Using "%s" everywhere in writefln/writef is an option, but it's
not always usable, like when you want to use the advanced new
formatting syntax for arrays.
writecfln() and writecf() just call writefln/writef, so they are
very light, in the binary they just call another function. But if
there are many different format strings you get many similar
useless little functions in the binary (maybe inlined).
Is it possible for the D compiler to avoid the (small amount of?)
template bloat caused by writecfln/writecf? Is it useful to
introduce some kind of annotation to tell the compiler to
avoid/remove any bloat for similar functions turning them
essentially into just compile-time tests for writefln/writef? Or
is it enough to rely on the inliner of the compiler?
Beside writecfln()/writecf() I have other use cases for such
ideas. When I write certain kind of matrix code that use
fixed-sized 2D matrices, they enforce the correct sizes at
compile-time, but then they just call functions that use run-time
sized arrays, to avoid template bloat (if necessary slicing the
fixed sized matrix into a dynamic array of dynamic arrays). In
this case too I'd like to minimize or remove template bloat and
just have compile-time tests on data that is then managed with
run-time sizes (so it's not actually templated on the size of the
matrix).
Here you see a little example, regarding matrix multiplication
(here it doesn't call another function with run-time sizes, so
this is really templated):
template TMMul(M1, M2) { // helper
alias Unqual!(typeof(M1[0][0]))[M2[0].length][M1.length]
TMMul;
}
void matrixMul(T, T2, size_t k, size_t m, size_t n)
(in ref T[m][k] A, in ref T[n][m] B,
ref T2[n][k] result) pure nothrow
if (is(T2 == Unqual!T)) {
T2[m] aux;
foreach (j; 0 .. n) {
foreach (k, row; B)
aux[k] = row[j];
foreach (i, ai; A)
result[i][j] = dotProduct(ai, aux);
}
}
A third use case for such need is a poor's man "homemade"

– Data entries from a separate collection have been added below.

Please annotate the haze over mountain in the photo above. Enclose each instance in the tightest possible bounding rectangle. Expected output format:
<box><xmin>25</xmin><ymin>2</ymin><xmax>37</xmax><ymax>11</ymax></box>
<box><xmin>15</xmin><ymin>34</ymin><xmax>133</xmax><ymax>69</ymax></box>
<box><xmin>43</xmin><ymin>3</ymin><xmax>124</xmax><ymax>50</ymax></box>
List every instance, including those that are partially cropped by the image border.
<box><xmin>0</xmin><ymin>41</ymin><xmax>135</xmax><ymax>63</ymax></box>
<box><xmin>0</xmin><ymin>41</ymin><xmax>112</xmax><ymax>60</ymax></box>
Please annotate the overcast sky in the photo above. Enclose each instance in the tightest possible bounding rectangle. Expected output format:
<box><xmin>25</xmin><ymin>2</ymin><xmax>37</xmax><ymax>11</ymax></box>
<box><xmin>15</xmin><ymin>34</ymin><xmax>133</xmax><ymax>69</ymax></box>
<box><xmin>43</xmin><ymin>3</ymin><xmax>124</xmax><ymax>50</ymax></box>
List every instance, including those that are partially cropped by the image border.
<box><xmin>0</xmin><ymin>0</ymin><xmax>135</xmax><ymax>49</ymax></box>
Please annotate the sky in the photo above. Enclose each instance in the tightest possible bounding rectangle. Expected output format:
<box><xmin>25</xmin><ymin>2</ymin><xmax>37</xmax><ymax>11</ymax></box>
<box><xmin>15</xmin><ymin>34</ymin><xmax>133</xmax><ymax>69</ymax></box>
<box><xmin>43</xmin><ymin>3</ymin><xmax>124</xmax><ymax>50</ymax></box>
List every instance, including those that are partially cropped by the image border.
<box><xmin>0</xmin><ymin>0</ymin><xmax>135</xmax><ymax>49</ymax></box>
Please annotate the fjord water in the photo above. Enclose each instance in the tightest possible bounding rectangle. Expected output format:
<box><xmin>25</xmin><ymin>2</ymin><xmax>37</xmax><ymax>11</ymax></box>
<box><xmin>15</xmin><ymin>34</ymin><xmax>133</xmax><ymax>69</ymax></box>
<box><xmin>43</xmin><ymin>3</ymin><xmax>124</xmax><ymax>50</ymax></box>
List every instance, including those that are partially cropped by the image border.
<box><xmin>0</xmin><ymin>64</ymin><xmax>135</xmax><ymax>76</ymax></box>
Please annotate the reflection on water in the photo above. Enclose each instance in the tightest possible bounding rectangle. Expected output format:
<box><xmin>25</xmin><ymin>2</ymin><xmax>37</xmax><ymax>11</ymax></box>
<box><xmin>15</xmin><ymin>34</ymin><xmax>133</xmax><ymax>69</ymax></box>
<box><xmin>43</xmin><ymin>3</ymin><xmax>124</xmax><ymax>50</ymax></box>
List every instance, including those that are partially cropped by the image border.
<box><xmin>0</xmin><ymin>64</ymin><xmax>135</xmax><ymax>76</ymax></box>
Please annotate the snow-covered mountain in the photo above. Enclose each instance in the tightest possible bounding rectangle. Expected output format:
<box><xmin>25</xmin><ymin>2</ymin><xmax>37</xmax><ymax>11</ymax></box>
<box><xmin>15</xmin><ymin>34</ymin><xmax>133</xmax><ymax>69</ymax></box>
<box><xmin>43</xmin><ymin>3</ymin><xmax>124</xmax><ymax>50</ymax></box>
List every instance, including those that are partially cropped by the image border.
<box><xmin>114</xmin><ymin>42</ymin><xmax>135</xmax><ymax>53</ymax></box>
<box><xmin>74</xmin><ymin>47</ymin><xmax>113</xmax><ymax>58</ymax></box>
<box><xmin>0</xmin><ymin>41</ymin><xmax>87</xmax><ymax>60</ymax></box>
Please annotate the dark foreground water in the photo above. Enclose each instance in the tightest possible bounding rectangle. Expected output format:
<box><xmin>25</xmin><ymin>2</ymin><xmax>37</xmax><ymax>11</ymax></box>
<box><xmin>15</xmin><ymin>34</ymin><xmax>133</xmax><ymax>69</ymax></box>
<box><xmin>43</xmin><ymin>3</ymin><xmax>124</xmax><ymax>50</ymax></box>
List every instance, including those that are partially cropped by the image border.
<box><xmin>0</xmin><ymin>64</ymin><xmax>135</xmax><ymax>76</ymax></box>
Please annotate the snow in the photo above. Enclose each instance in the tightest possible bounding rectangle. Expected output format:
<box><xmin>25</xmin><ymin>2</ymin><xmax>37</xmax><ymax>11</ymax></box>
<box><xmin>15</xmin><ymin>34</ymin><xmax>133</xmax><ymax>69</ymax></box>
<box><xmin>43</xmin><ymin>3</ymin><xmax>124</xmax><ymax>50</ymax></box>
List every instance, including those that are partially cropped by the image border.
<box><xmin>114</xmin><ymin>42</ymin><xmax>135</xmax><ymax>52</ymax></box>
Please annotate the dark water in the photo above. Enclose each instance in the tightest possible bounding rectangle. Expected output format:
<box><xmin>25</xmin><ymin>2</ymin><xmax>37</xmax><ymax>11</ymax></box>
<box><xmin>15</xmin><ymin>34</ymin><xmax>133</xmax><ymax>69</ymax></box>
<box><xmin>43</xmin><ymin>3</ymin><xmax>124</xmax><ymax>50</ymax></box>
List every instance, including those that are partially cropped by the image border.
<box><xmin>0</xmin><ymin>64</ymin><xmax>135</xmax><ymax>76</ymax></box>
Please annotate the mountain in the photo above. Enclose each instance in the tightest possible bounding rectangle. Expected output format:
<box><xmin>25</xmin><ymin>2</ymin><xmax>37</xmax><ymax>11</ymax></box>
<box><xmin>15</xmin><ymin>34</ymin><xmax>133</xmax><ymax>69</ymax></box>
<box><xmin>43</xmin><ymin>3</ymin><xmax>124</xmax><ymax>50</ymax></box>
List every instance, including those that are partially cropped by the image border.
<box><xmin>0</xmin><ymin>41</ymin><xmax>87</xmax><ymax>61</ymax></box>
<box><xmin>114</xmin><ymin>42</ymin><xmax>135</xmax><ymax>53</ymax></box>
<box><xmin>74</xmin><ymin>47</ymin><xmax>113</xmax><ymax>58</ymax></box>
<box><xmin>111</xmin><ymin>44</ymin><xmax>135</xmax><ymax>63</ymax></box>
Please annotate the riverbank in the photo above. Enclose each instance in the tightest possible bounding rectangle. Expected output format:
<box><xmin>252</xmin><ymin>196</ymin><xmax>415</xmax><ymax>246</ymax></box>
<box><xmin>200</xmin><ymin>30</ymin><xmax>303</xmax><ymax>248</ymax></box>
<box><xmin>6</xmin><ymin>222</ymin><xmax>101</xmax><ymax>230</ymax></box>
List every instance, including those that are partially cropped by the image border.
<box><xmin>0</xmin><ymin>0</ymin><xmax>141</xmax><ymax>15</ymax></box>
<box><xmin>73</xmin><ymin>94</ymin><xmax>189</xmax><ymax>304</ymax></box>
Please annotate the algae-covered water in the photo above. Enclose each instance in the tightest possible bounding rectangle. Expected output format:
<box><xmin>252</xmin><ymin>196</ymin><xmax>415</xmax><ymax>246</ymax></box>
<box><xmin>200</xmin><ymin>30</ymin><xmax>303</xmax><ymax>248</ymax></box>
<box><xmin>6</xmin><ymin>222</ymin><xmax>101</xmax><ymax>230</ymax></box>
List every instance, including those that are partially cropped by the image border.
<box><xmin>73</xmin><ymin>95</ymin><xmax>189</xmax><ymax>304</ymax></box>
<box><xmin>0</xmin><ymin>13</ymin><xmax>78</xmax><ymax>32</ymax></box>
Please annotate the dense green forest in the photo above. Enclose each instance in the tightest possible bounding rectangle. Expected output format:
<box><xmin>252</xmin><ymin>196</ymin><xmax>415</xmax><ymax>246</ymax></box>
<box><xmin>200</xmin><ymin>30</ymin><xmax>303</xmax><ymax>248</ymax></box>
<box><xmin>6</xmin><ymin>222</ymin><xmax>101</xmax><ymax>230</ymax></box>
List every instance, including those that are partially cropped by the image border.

management of integer-indexed dependent types. In such cases you
use the compile-time known sizes and values to enforce
compile-time sanity constraints, but then you use normal run-time
not-templated functions to avoid useless template bloat. This
means the compile-time values are meant to be used just by the
type system to verify things, but the functions are not actually
templated. Similar ghost types and other types that vanish are
commonly used in functional languages, like OCaML. Avoiding any
template bloat when you do such things is kind of needed, unless
you want to produce large binaries that do little at run time.